Posted in Travel, Uncategorized | Tagged , , , , , , , , , , | Leave a comment

The serene secret of the Selous

In my previous post I described my journey from Kigali – Rwanda, to a place where nature rules. This place is called Selous Game Reserve. To get there we had to fly for about 45 minutes on a Cessna Caravan aircraft operated by Regional Air from Dar es Salaam airport to an airstrip called Stiegler’s.

During the flight you cannot fail to notice how urban and settled Dar gradually gives way to the clouds and then to the huge stretches of Miombo woodlands, swamps, lakes, meandering rivers and lot of animals. Through that small aircraft window one gets introduced to the mighty Selous Game Reserve in southern Tanzania.

When we touched down at  Stiegler’s we were welcomed with a cold glass of fresh juice before jumping into the open jeeps to where we were to spend the night. Our host was an affable gentleman called Nickson Kanyika. Nickson, the lodge manager of Serena’s Mivumo River Lodge, gave us a briefing on what the day’s programme looked then off we went.


Cooling down at Stiegler’s airstrip 

On the way to the lodge we started getting a real feel of the Selous Game Reserve. Which shall henceforth be referred to as the Selous  – feel free to treat the last S like a suggestion box; ignore it. Now that we have the pronunciation fixed  we can continue. The Selous was named after an English conservationist , Sir Fredrick Selous.

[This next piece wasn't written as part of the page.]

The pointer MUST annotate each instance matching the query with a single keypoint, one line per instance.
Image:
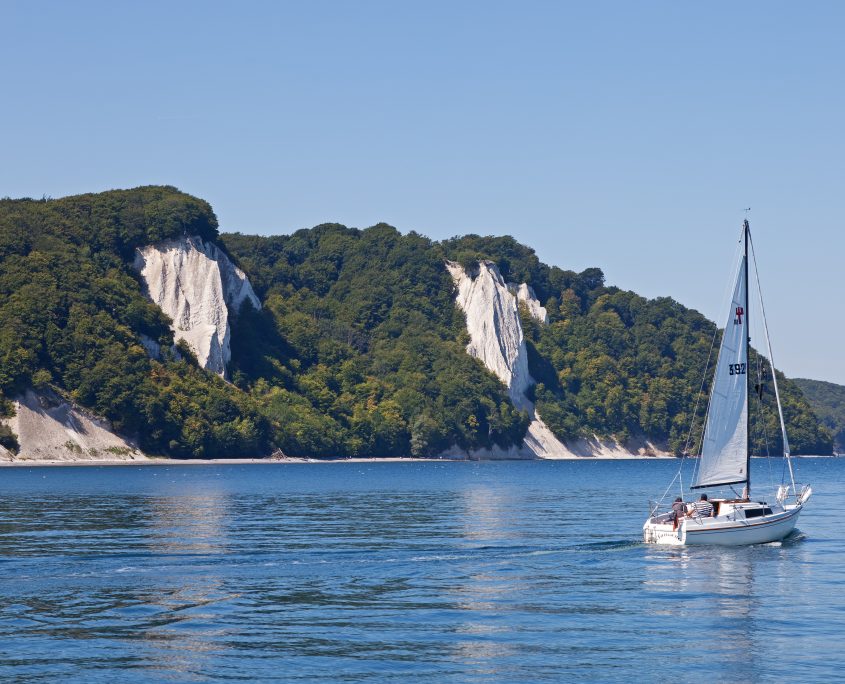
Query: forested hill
(828, 401)
(358, 348)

It is so vast that it occupies over 54,600 square kilometres. To put that into context, it is slightly bigger than Rwanda and Burundi combined! For those friends of ours who love to think Africa is a country and therefore don’t know what or where Burundi and Rwanda are, get this – the Selous is bigger than Switzerland.

The game reserve has over seven airstrips and Stigler is just one of them, named so because it is close to Stiegler’s gorge along River Rufiji. When it comes to flora and fauna (by the way those are not some girl’s names), Selous has it all and in big numbers. In most game parks one is bound to brag about how many lions they saw, in Selous you just talk about what they were doing.

The reserve is so big that as you drive around you often get the feeling you have been kidnapped by the driver but not yet aware because you can drive for hours or even a whole day without meeting another tour truck or van.  In some areas, all you can see are the green trees and shrubs.

Then in other areas you will find lots of trees that met their untimely death a couple of days back. By the way is it just me who is always bothered by that phrase untimely death? Is there like a right time for death? Isn’t all death untimely except when we are talking about suicide and executions? Anyway, I was talking about elephants. These beasts are not really interested in short cuts. The prefer using vectors and so the trees painfully have to pay for that decision if they  are in the path of the elephant.

Driving around the reserve, I noticed the nonchalant attitude of most animals. Around Lake Tagalala, the crocodiles could be seen just relaxing in the water with only their eyes exposed. I saw one leaving the land and heading for the water and I could not tell whether it was done with breakfast or looking for breakfast.

The problem with watching too many wildlife TV shows is that you keep thinking animals are always looking for something to eat yet sometimes all they want to do is chill and probably meditate about their life decisions like us. I think this is exactly what the hippopotami do with all the time they spend in the water.It’s the only explanation I can think of.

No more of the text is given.